La previsione per cui il beneficiario deve formulare domanda di
indennizzo su un modulo predisposto dall’assicuratore si pone in
contrasto col principio di libertà delle forme, che permea di sé
l’intera materia delle obbligazioni.

La previsione per cui il beneficiario deve sottoscrivere la
richiesta di indennizzo “presso l’Agenzia (…)di competenza” viola
addirittura la libertà personale e di movimento del beneficiario,
imponendogli di fatto una servitù personale senza nessun beneficio o
vantaggio per l’assicuratore.

La previsione per cui il beneficiario deve produrre una relazione
medica sulla morte del portatore di rischio non solo pone un non
irrilevante onere economico a carico del beneficiario, ma per di più
pone a suo carico l’onere di documentare le cause del sinistro, onere
che per legge non ha. Nell’assicurazione sulla vita, infatti, il
beneficiario ha il solo onere di provare l’avverarsi del rischio, e
quindi la morte della persona sulla cui cita è stata stipulata
l’assicurazione (c.d. portatore di rischio). La circostanza che la morte
possa essere avvenuta per cause che escludano l’indennizzabilità
secondo le previsioni contrattuali, in quanto fatto estintivo della
pretesa attorea, va provato dall’assicuratore, non dal beneficiario.

La previsione per cui il beneficiario, a semplice richiesta, deve
proporre le cartelle cliniche relative ai ricoveri della persona
deceduta per un verso è di sconfinata latitudine, in quanto – non
ponendo limiti temporali – facoltizza l’assicuratore, in teoria, a
domandare sinanche cartelle cliniche relative a ricoveri subiti dal
portatore di rischio in gioventù o comunque molti anni prima del
decesso; per altro verso addossa al beneficiario l’onere economico di
estrazione delle relative copie, e l’onere materiale di contrastare
eventuali eccezioni di insostenibilità che la struttura sanitaria
potrebbe opporgli, invocando le norme a tutela della riservatezza.

La previsione per cui il beneficiario deve produrre un atto notorio
riguardante lo “stato successorio” del deceduto è inutile, posto che il
beneficio acquista il diritto all’indennizzo jure proprio, non certo jure haereditario, e per l’assicuratore è irrilevante sapere se il deceduto sia morto ab intestato oppure no.

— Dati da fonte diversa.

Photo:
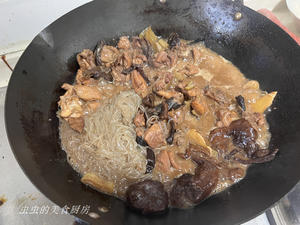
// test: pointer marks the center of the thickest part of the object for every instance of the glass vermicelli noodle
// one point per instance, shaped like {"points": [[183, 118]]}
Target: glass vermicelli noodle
{"points": [[162, 122]]}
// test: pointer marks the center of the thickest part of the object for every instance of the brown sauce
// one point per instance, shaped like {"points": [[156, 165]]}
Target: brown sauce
{"points": [[209, 85]]}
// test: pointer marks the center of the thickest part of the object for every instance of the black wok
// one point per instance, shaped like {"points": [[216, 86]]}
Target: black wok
{"points": [[260, 49]]}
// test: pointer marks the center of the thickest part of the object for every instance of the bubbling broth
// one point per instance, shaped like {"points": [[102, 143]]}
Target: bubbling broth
{"points": [[162, 122]]}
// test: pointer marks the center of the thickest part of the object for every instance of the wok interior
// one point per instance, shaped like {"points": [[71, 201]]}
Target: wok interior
{"points": [[257, 47]]}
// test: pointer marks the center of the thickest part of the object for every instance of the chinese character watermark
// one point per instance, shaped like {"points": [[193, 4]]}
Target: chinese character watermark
{"points": [[54, 210]]}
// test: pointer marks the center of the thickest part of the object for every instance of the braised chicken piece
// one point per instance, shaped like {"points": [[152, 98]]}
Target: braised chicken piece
{"points": [[109, 54], [118, 76], [177, 96], [126, 60], [76, 123], [190, 70], [93, 105], [139, 119], [162, 122], [199, 105], [225, 117], [163, 161], [165, 59], [196, 55], [216, 94], [139, 84], [69, 103], [163, 80], [86, 59], [124, 43], [155, 136]]}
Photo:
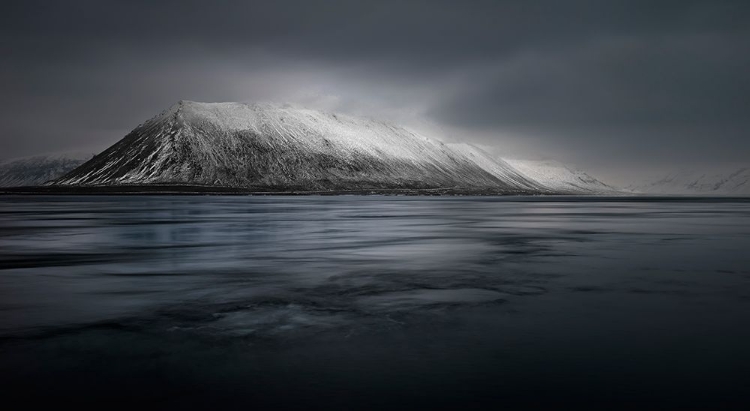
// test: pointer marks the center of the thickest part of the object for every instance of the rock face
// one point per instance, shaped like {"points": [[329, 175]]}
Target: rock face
{"points": [[268, 147], [733, 182], [36, 170], [560, 178]]}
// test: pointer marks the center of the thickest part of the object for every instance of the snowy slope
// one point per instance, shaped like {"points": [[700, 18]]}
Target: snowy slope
{"points": [[715, 182], [264, 146], [560, 178], [36, 170]]}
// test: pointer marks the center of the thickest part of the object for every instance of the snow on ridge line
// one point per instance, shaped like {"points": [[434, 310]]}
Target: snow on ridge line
{"points": [[558, 176]]}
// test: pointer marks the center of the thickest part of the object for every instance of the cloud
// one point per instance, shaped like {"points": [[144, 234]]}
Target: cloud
{"points": [[612, 85]]}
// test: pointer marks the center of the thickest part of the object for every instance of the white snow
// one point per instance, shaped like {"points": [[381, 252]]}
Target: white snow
{"points": [[559, 177], [38, 169], [733, 181]]}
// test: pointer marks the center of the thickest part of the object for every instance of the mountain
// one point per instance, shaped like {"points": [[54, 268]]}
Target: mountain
{"points": [[265, 147], [36, 170], [560, 178], [734, 181]]}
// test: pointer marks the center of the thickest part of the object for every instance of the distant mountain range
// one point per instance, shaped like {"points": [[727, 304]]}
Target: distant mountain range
{"points": [[36, 170], [693, 182], [281, 148]]}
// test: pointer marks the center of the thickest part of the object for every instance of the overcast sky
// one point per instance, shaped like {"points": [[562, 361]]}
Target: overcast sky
{"points": [[619, 88]]}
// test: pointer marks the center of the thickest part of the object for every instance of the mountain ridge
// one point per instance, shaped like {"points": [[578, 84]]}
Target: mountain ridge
{"points": [[273, 147]]}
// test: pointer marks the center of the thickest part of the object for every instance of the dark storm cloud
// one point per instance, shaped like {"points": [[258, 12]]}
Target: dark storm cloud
{"points": [[628, 81]]}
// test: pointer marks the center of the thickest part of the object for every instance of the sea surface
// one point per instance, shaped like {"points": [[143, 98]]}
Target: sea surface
{"points": [[375, 302]]}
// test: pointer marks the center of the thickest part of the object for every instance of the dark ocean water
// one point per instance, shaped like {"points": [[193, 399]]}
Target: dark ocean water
{"points": [[375, 302]]}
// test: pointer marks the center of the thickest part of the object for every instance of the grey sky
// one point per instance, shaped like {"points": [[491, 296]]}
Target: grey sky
{"points": [[620, 88]]}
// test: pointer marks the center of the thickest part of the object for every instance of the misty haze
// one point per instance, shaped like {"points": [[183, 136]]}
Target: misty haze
{"points": [[375, 205]]}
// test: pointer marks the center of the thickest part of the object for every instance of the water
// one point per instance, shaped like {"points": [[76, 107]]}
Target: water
{"points": [[375, 302]]}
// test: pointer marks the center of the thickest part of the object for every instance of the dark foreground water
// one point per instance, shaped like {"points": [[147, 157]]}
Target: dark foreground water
{"points": [[375, 302]]}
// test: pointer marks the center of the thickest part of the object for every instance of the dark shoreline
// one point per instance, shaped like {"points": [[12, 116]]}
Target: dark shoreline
{"points": [[259, 191]]}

La previsione per cui il beneficiario deve produrre l’originale
della polizza, infine, è anch’essa inutilmente gravosa, posto che di
essa l’assicuratore è necessariamente già in possesso (art. 1888 c.c.), e
per evitare pagamenti erronei l’unica esigenza dell’assicuratore è
accertare l’identità personale del richiedente l’indennizzo, fine per il
quale il possesso della polizza è irrilevante.

Secondo la Cassazione, tutte queste previsioni, ciascuna delle quali
già di per sé gravosa, messe insieme formano un cocktail giugulatorio ed
opprimente per il beneficiario, e per di più senza alcun reale
vantaggio per l’assicuratore, che non sia quello di frapporre
formalistici ostacoli al pagamento dell’indennizzo.